MaplePrimes - answers and comments on Question, A question About the odeplot?

graph

jakubi — Sat, 20 Jun 2009 04:02:11 Z

E.g.:

sys:={diff(x(t),t)=x(t)^2+y(t)+z(t)+w(t), 
diff(y(t),t)=x(t)+y(t)^2+z(t)+w(t),
diff(z(t),t)=x(t)+y(t)+z(t)^2+w(t), 
diff(w(t),t)=x(t)+y(t)+z(t)+w(t)^2}:
IC:={x(0)=0,y(0)=0,z(0)=1,w(0)=0}:
sol:=dsolve(sys union IC,numeric):
plots:-odeplot(sol,[x(t),y(t)],t=0..0.5);

HOW ABOUT THE PHASEPLAN?

SPRING — Sat, 20 Jun 2009 18:13:32 Z

Hi！ everyone！ Day day study Day day up！

Thank you very much! I already know this. But can you tell me how to get the phaseplan of (x(t),y(t))?I do this withscene(x(t),y(t)),but the graph i get do not has arrows that i really want! I will greatly appreciate your help!

No method to get the phaseplane of (x(t),y(t))?

SPRING — Sun, 21 Jun 2009 10:32:04 Z

Hi！ everyone！ Day day study Day day up！

Thank you! Here what i mostly want is the phaseplan of (x(t),y(t)) of this ODE system. Is ther any method? Thank you again!

DEtools[DEplot]

PatrickT — Thu, 25 Jun 2009 14:54:15 Z

Hi Spring,

You may find useful hints under DEtools[DEplot]

The difficulty with your problem is that you have 4D system but you would like a 2D phase plot. There exist built-in routines to create 2D phase plots for 2D systems, namely dfieldplot and phaseportrait.

A fun example of 2D phase plot is given in the Help menu:

vdP := [diff(x(t),t)=10*(y(t)-x(t)^3/3+x(t)),diff(y(t),t)=-1/10*x(t)];
DEtools[DEplot](vdP,[x(t),y(t)],t=0..20,x=-3..3,y=-2..2,[[x(0)=0.2,y(0)=0.2]],
  title=`van der Pol oscillator`,dirfield=400,arrows=comet,
  size=magnitude,numpoints=505,linecolor=blue,animatecurves=true);

There is something for 3D systems and 3D phase plots, namely fieldplot3d, but I have found it difficult to make nice plots with it. You may have better luck.

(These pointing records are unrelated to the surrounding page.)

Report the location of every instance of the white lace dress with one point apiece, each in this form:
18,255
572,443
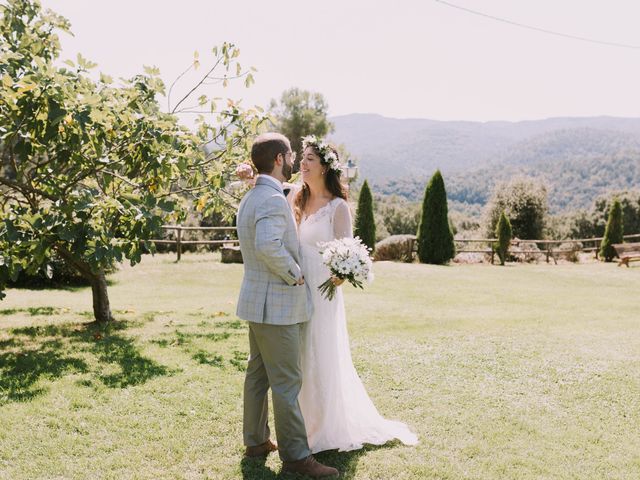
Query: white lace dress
337,411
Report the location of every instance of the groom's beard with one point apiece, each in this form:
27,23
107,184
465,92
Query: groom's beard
287,171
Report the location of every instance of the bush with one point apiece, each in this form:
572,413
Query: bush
525,203
435,239
613,233
395,248
503,233
365,226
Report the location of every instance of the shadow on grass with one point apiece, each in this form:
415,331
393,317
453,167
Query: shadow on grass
52,351
345,462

At any rate you have a 4D system so none of these methods is directly applicable.

One second-best approach is to look for a 2D approximation of your system near some point of interest.

Another second-best is to use a color scheme to show the direction of motion. It doesn't have arrows though.

DEtools[phaseportrait]([D(x)(t)=y(t)-z(t),D(y)(t)=z(t)-x(t),D(z)(t)=x(t)-y(t)*2], 
[x(t),y(t),z(t)],t=-2..2,[[x(0)=1,y(0)=0,z(0)=2]],stepsize=.05, 
scene=[z(t),x(t)],linecolour=sin(t*Pi/2),method=classical[foreuler]);

As jakubi has suggested you may have to hard-code your own arrows based on the direction field in the plane of interest. If you manage to do something, I'd love to hear about it, so please do post your solution here once you have it.

Quite often, the more code you post, the more useful feedback you will get.

arrows

jakubi — Sun, 21 Jun 2009 01:31:32 Z

Phaseplan is one thing. Arrows is another price...

Nothing very suitable seems to be available for this case. But in principle, you could get some arrows tangent to a solution curve using e.g. VectorCalculus:-PlotPositionVector.

What phaseplane?

Robert Israel — Thu, 25 Jun 2009 22:14:38 Z

What do you mean by the phaseplane of two variables in a 4-variable system? The "arrows" would have to depend on the other two variables.